Every time I need to check a model’s parameter count or hit the embedding endpoint, I end up scrolling through docs. This cheat sheet is the reference I keep coming back to. It covers every Ollama CLI command and REST API endpoint with tested examples you can copy and run.
Ollama 0.18.x ships with a full CLI for model management, an interactive chat interface, and a REST API that includes OpenAI-compatible endpoints. Whether you are scripting model deployments, building applications against the API, or just need to remember the right curl command, this page has it. If you need installation instructions first, see Install Ollama on Rocky Linux 10 / Ubuntu 24.04.

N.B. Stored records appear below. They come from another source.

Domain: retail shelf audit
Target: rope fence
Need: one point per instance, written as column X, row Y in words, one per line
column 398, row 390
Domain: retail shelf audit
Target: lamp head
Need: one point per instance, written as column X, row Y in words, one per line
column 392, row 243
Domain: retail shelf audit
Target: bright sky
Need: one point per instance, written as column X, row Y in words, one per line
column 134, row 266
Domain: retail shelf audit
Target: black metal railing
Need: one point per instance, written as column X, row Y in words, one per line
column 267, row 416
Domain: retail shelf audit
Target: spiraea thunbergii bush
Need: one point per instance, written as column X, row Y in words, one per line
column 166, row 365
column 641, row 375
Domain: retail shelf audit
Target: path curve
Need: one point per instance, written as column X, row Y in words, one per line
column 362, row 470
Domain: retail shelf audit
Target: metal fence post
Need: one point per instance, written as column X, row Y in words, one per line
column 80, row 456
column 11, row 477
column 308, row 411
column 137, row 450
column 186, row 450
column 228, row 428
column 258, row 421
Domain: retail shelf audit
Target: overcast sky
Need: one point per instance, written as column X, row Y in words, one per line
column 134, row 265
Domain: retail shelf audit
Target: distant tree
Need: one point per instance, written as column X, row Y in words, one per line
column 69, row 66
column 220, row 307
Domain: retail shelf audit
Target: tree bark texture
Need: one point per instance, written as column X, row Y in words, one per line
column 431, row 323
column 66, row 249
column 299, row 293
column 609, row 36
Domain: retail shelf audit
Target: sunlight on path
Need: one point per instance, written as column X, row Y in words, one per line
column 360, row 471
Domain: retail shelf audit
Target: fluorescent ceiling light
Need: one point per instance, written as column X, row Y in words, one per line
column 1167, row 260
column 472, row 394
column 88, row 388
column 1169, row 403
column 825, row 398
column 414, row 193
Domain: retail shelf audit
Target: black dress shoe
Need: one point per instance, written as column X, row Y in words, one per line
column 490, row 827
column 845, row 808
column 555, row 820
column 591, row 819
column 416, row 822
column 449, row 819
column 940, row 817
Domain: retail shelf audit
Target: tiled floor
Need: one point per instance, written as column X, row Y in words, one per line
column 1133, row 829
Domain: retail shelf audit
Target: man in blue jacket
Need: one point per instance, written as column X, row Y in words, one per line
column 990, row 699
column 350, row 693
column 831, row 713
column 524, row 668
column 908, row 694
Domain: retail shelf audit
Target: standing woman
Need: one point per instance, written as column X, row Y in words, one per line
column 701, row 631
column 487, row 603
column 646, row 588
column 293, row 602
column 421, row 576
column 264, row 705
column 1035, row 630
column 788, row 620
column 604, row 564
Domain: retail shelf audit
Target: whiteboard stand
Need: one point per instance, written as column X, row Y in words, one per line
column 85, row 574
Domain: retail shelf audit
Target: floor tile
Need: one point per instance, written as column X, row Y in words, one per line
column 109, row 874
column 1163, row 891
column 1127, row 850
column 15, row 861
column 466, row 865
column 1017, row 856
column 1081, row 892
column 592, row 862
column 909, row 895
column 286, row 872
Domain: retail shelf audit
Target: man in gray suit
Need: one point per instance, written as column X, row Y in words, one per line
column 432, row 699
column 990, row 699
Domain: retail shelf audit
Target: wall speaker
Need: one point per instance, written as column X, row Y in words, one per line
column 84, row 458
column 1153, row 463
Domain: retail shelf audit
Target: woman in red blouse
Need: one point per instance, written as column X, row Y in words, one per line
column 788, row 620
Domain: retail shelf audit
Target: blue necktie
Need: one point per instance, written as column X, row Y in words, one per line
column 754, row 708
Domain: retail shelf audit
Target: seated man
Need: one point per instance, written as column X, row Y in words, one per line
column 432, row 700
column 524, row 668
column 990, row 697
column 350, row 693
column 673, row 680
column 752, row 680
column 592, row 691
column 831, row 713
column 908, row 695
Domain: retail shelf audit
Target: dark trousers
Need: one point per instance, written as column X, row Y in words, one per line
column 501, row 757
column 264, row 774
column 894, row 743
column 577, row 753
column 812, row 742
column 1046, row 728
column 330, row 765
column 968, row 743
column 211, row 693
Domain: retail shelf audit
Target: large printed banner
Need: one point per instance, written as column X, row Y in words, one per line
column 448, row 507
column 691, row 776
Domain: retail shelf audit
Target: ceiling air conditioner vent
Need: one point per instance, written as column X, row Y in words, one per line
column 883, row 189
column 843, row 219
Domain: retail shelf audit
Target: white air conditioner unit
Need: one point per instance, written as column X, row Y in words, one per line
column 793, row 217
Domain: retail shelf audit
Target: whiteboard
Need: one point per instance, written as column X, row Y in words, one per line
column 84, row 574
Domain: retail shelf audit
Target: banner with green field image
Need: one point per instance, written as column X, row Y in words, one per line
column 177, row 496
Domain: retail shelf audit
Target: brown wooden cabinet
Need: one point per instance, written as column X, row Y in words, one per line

Tested March 2026 on Rocky Linux 10.1 with Ollama 0.18.2, gemma3:4b (Q4_K_M)
Model Management
These commands handle downloading, inspecting, copying, and removing models from the local registry.
Pull a model
Downloads a model from the Ollama library. Tag defaults to latest if omitted.
ollama pull gemma3:4b
List local models
Shows all models stored on disk with their size and last modified time.
ollama list
The output includes the model ID, size, and when it was last updated:
NAME ID SIZE MODIFIED
gemma3:4b a2af6cc3eb7f 3.3 GB 42 seconds ago
List running models
Shows models currently loaded in memory, including processor allocation and context size.
ollama ps
On a CPU-only system, all processing runs on the CPU:
NAME ID SIZE PROCESSOR CONTEXT UNTIL
gemma3:4b a2af6cc3eb7f 4.3 GB 100% CPU 4096 4 minutes from now
Show model details
Displays architecture, parameter count, quantization, context length, and license info.
ollama show gemma3:4b
Output confirms the model architecture and capabilities:
Model
architecture gemma3
parameters 4.3B
context length 131072
embedding length 2560
quantization Q4_K_M
Capabilities
completion
vision
Parameters
stop "<end_of_turn>"
temperature 1
top_k 64
top_p 0.95
You can also extract specific sections with flags:
ollama show gemma3:4b --modelfile
ollama show gemma3:4b --parameters
ollama show gemma3:4b --template
Copy a model
Creates a new reference to an existing model. Useful for creating custom variants without re-downloading weights.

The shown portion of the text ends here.